Limited Number of Classifications
There are thousands of different businesses, but only a limited number of classification codes. Workers' compensation has approximately 700 and general liability has about 1,200. This means that a single classification code typically describes more than one specific business type.
For example, the classification of "STORE: RETAIL NOC" is a kind of generic store classification that can probably be applied to about 30 different kinds of store operations ranging from cigar stores to computer stores. Also, there are classifications that are very specific and only apply to one type of business and nothing else such as "ARCHITECTS & ENGINEERS – CONSULTING" which is restricted to businesses that only perform that particular type of work.
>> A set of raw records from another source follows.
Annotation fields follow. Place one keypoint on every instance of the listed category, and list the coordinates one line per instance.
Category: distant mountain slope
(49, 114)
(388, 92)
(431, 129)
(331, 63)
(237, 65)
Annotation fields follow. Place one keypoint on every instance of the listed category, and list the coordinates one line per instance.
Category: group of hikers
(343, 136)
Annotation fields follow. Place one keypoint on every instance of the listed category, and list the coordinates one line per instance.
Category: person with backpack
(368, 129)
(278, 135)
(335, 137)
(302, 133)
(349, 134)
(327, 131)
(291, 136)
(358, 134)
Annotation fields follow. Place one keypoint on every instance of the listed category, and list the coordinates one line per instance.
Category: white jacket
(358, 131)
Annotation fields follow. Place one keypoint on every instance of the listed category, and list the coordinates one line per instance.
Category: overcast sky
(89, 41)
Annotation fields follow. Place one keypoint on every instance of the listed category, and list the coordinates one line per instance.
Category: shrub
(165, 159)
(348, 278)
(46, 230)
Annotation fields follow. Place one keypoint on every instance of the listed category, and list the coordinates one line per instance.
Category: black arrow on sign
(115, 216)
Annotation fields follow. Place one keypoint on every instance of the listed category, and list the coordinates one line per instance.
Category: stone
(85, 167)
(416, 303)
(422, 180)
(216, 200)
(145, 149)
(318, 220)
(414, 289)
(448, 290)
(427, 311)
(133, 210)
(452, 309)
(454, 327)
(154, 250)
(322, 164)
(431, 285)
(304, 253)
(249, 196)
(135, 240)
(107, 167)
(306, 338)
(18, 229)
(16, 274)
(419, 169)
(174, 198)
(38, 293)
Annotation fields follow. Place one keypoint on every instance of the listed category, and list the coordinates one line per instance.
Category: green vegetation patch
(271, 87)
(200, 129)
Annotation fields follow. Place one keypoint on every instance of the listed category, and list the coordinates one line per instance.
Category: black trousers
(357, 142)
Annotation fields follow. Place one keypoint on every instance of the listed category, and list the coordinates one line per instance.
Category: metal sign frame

Unique Differences between Workers' Compensation and General Liability Classifications
The first Workers' Compensation Rule for Classification Procedures states that we should assign the ONE basic classification that best describes the business of the employer within a state. With some exceptions, Workers' Compensation basic classifications include all of the various types of labor found in that business. The one exception as mentioned above is standard exceptions such as clerical office employees, outside salespersons, drivers, etc. Standard exceptions are named as such as they are standard for most businesses and exceptions to all the Rules that apply to BASIC classifications.
There is no such thing as a basic class for general liability A rule does not exist stating that you have to find the one classification that best describes the business. Also, there is no rule about the classification within a state. Adding a classification is much easier with general liability than it is with workers' compensation. The rules for general liability state that you assign classifications based on the policyholder's business operations, or enterprises. Instead, you simply choose the classification(s) which best describes the operation or operations. More than one classification assignment may be necessary because one business may have multiple business operations or enterprises. A business may only have one legal entity, but may have several classifications based on their exposures to the general public.
What does this mean? A business may have only one classification for workers' compensation, but have several classifications for general liability.
Classifying a business correctly will take some practice and knowledge. Classification errors are usually discovered, so be sure to make every effort to classify the business correctly the first time.